D3D12 Performance

Testing Methodology

Performance analysis of D3D12-based engine implementation was carried out using the Asteroids sample as a benchmark, on the following two test platforms:

Platform I – Intel Core i7 CPU + integrated HD Graphics

  • OS: Windows 10 Pro 64 bit, version 1607 (OS Build 14393.1198)
  • CPU: Intel Core i7-4790K @ 4.00 GHz
  • GPU: Intel HD Graphics 4600, driver version 20.19.15.4624 from 3/8/2017
  • RAM: 16 GB
  • Number of asteroids: 50,000

Platform II – Intel Core i7 CPU + NVidia discrete GPU

  • OS: Windows 10 Pro 64 bit, version 1607 (OS Build 14393.1198)
  • CPU: Intel Core i7-4790K @ 4.00 GHz
  • GPU: NVidia GeForce GTX970, driver version 21.21.13.7892.
  • RAM: 16 GB
  • Number of asteroids: 200,000

CPU timings were measured using the QueryPerfomanceCounter() function. Also, for every test run, 10-second trace was captured using Microsoft Windows Performance Recorder and analyzed using Windows Performance Analyzer. The traces contain sampling of the application call stack and show the most expensive functions. The column on the right shows the total number of samples for this function and all function it calls. Since it is little bit tricky to compare traces for different experiments, we use the number of samples for Update() function (which is graphics API agnostic) as the reference, and normalize all numbers by this count.

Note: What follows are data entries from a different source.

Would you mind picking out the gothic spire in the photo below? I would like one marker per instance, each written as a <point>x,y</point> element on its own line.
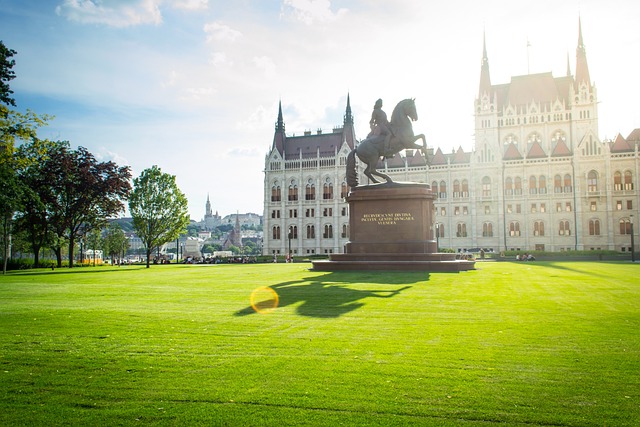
<point>485,78</point>
<point>348,117</point>
<point>582,68</point>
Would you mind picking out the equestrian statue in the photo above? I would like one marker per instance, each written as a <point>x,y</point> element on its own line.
<point>385,140</point>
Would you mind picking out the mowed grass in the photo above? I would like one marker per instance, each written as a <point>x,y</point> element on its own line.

The rest of the section provides performance results for different experiments and their analysis.

Native D3D12 performance

Recall that the main part of the native D3D12 render routine uses dynamic resource indexing feature available in D3D12, which allows the shaders to dynamically select the resource in run time. The demo thus selects asteroid texture right in the shader, and the main loop only calls two D3D12 API functions as shown in the listing below:

Let’s take a look at the performance of this implementation on our test platforms.

Intel HD Graphics 4600

For native D3D12 implementation, the total CPU time of the Render() function is 7.0 ms, overall frame time is 14.8 ms. In all single-threaded scenarios, Update() function uses 3.1 ms. The following figure shows 10-second trace:

Trace-NativeD3D12-Intel-1t

Unfortunately, Intel does not make symbols for its driver available outside of the company, so the only thing we can tell is that most of the time is spent in the driver (igd12umd64.dll): 3528 samples, or 160% of the  Update() time (2208 samples). D3D12 calls themselves take insignificant amount of time. Another important thing is that the application is still GPU-bound and even D3D12 does not help here: every frame CPU thread is suspended waiting for the GPU:

NativeD3D12-GPU-Utilization-Intel-1t

NVidia GTX970

On NVidia GTX 970 GPU, the total CPU time of the Render() function is 5.42 ms, overall frame time is 15.7 ms. Update() function uses 10.2 ms (recall that on NVidia GPU, 200,000 asteroids are rendered). The following figure shows 10-second trace:

Trace-NativeD3D12-NV-1t

You can see, that RenderSubset() function uses only 51.2% of Update() time (3257 samples vs 6362 samples). This is more than 3x faster compared to Intel GPU (51.2% of of Update() time vs 160%). Similar to NVidia GPU, most of the time is spent in the driver, while D3D12 API calls take insignificant fraction of time. Since NVidia GPU is more powerful, the application is in fact CPU bound:

NativeD3D12-NV-1T-ZoomIn

 

Single-Threaded performance

Let’s now analyze performance of different resource binding modes of Diligent Engine implementation in a single-threaded scenario.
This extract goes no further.